Due to a change made to our authentication process, some customers experienced issues logging in to and using the SafetyCulture platform.

Impacted users would have:

  • their accounts located in Australia; or
  • transited through our Australian infrastructure

Timeline

Timestamps below are in Coordinated Universal Time (UTC)

2023-09-11 23:20 - We made a change to our authentication process in the European data centre and tested the change successfully.

2023-09-11 23:43 - We made the same change in the Australian data centre, but tests failed. Internal teams were notified immediately and began our Incident Management process.

2023-09-11 23:53 - We began reverting the change, which involved cycling some instances in our edge services, and we saw gradual improvements over the next 15 minutes.

2023-09-12 00:07 - We completed the instance cycling and platform functionalities were fully restored.

Resolution

The issue was resolved by reverting the change we made in our Australian infrastructure.

In retrospect, we identified the cause as incorrect regional configuration, which was why the issue didn’t occur during the change in our European infrastructure.

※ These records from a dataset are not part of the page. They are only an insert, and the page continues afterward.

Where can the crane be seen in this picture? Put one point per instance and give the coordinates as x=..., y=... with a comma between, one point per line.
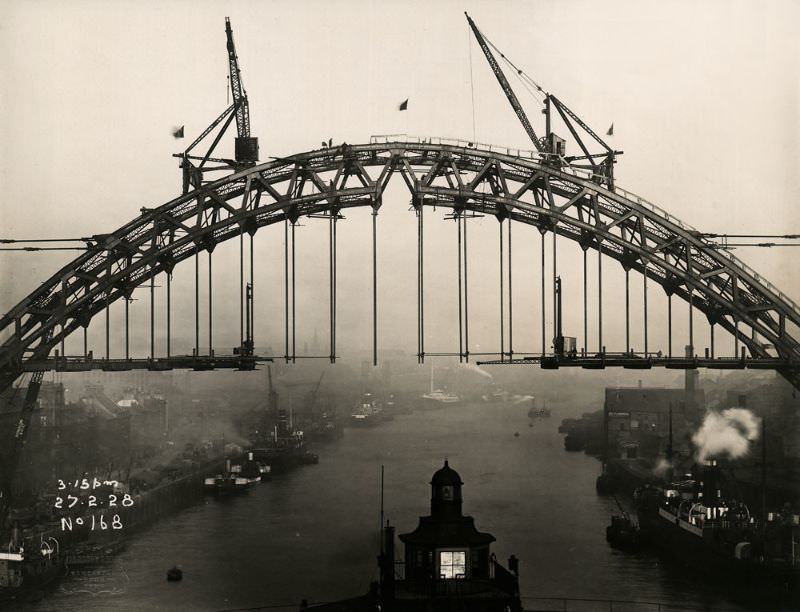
x=313, y=398
x=552, y=146
x=504, y=84
x=246, y=145
x=18, y=443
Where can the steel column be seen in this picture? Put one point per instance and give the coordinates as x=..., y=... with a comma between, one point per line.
x=420, y=287
x=585, y=308
x=544, y=298
x=210, y=311
x=374, y=287
x=669, y=325
x=294, y=300
x=691, y=320
x=169, y=314
x=127, y=328
x=152, y=317
x=460, y=306
x=644, y=293
x=286, y=287
x=330, y=281
x=466, y=295
x=197, y=304
x=712, y=341
x=252, y=299
x=555, y=297
x=108, y=323
x=510, y=299
x=502, y=304
x=627, y=311
x=241, y=288
x=600, y=298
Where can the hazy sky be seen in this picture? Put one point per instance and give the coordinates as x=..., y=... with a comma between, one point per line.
x=705, y=99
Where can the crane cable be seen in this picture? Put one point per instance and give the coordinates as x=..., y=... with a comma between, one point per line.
x=471, y=82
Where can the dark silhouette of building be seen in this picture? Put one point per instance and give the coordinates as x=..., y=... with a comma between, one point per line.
x=448, y=563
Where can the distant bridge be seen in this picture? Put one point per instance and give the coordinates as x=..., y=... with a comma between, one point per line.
x=515, y=186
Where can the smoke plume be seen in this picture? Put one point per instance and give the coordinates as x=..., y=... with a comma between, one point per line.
x=662, y=467
x=726, y=433
x=473, y=368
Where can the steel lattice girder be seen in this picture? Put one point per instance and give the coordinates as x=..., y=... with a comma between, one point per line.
x=522, y=188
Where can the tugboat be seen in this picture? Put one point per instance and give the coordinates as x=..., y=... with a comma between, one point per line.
x=251, y=470
x=229, y=483
x=284, y=448
x=174, y=574
x=24, y=570
x=368, y=412
x=437, y=397
x=692, y=522
x=448, y=563
x=542, y=413
x=623, y=533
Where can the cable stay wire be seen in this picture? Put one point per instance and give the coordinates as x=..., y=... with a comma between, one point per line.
x=21, y=240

What are we changing going forward?

To prevent issues like this from happening again, we’ll be undertaking a post-incident review to:

  • understand how incorrect configuration occurred
  • improve the configuration checks prior to releasing a change

We’re currently in the planning process to migrate away from this edge architecture which will allow even faster recovery.

We want to apologise to all customers who were impacted by this incident.

We will be focused on reviewing our processes and practices in light of this incident to ensure we continue to provide a reliable experience.

Posted Sep 12, 2023 - 05:37 UTC

Resolved
This incident is now resolved.
Posted Sep 12, 2023 - 00:18 UTC
Update
A fix has been implemented and we are currently monitoring results. You may need to refresh the page to see the issue resolved.
Posted Sep 12, 2023 - 00:13 UTC
Monitoring
A fix has been implemented and we are currently monitoring results.
Posted Sep 12, 2023 - 00:10 UTC
Investigating
We are currently aware of an issue where upon logging in, an error message will state "Your account has been deactivated". We have a team current investigating this issue. Sorry for the inconvenience caused as we work on a fix.
Posted Sep 11, 2023 - 23:57 UTC
This incident affected: SafetyCulture (Inspections, Issues, Sensors, Assets, Analytics, Public Library, Heads Up, Public API, Mobile App, Web Platform, Training, Actions, Integrations).